Los resultados de las cuatro rondas celebradas hasta ahora no son alentadores. El negociador de la UE, Michel Barnier, ya no solo acusa al Reino Unido de obstaculizar cualquier avance. Ahora también le afea haber dado marcha atrás en varios planteamientos recogidos en la declaración política que acompañaba el Acuerdo de Retirada. Londres lo niega, pero se resiste a cualquier compromiso que pueda mantenerla en la órbita regulatoria comunitaria. Todo eso se traduce, de momento, en la falta de avances significativos en las carpetas más importantes para los Veintisiete: pesca, competencia, cooperación policial y judicial y la futura gobernanza del acuerdo que se alcance, incluyendo la posibilidad de seguir bajo cualquier tipo de jurisdicción del Tribunal de Justicia de la UE.

A pesar de que el comunicado rezumaba cierto optimismo, los líderes comunitarios han insistido en que no aceptarían un pacto a cualquier precio. El presidente del Consejo Europeo, Charles Michel, ha apostado por un “amplio y ambicioso”. Sin embargo, Bruselas sigue temiendo que el Reino Unido pueda convertirse en un fiero competidor adoptando leyes fiscales, medioambientales o laborales más agresivas. Por ello, el presidente del Consejo insistió en la necesidad de pactar un terreno de juego nivelado que permita desarrollar una actividad económica en igualdad de condiciones.
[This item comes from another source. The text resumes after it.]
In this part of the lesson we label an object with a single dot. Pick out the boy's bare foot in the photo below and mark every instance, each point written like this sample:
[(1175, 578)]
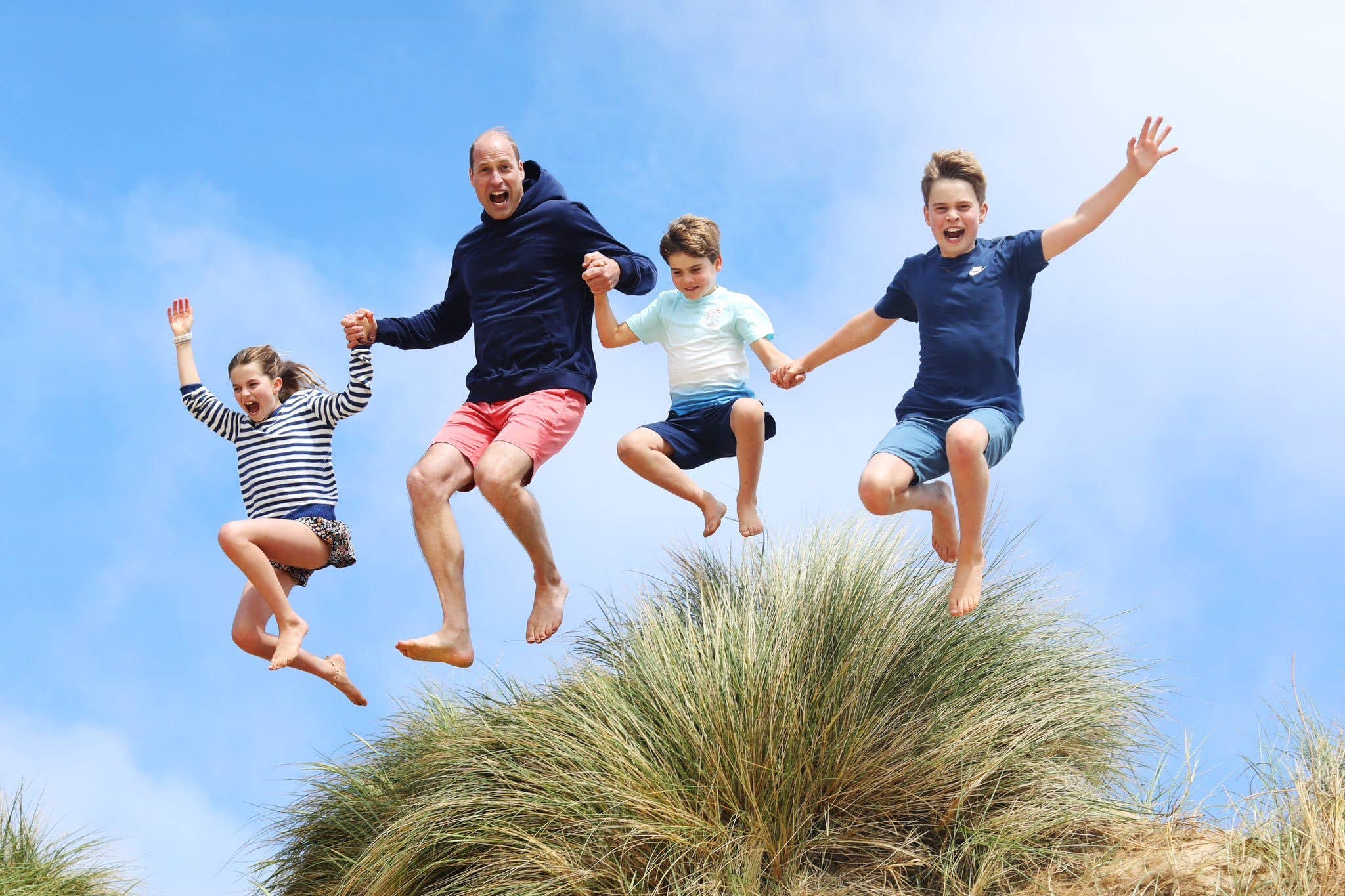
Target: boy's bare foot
[(966, 587), (342, 681), (713, 511), (291, 640), (749, 522), (443, 647), (548, 612), (946, 526)]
«El Parlamento Europeo quiere un acuerdo ambicioso e integral, en línea con los compromisos conjuntos que hicimos en enero. Pacta sunt servanda”, ha advertido el presidente de la Euro Cámara, David Sassoli.

Para julio y agosto han ideado un nuevo formato, mucho más reducido y, si es posible, presencial. Según fuentes comunitarias, para entonces ya se deberían empezar a cerrar cuestiones como el capítulo pesquero o un marco para evitar la competencia desleal cuando el Reino Unido esté fuera de la UE.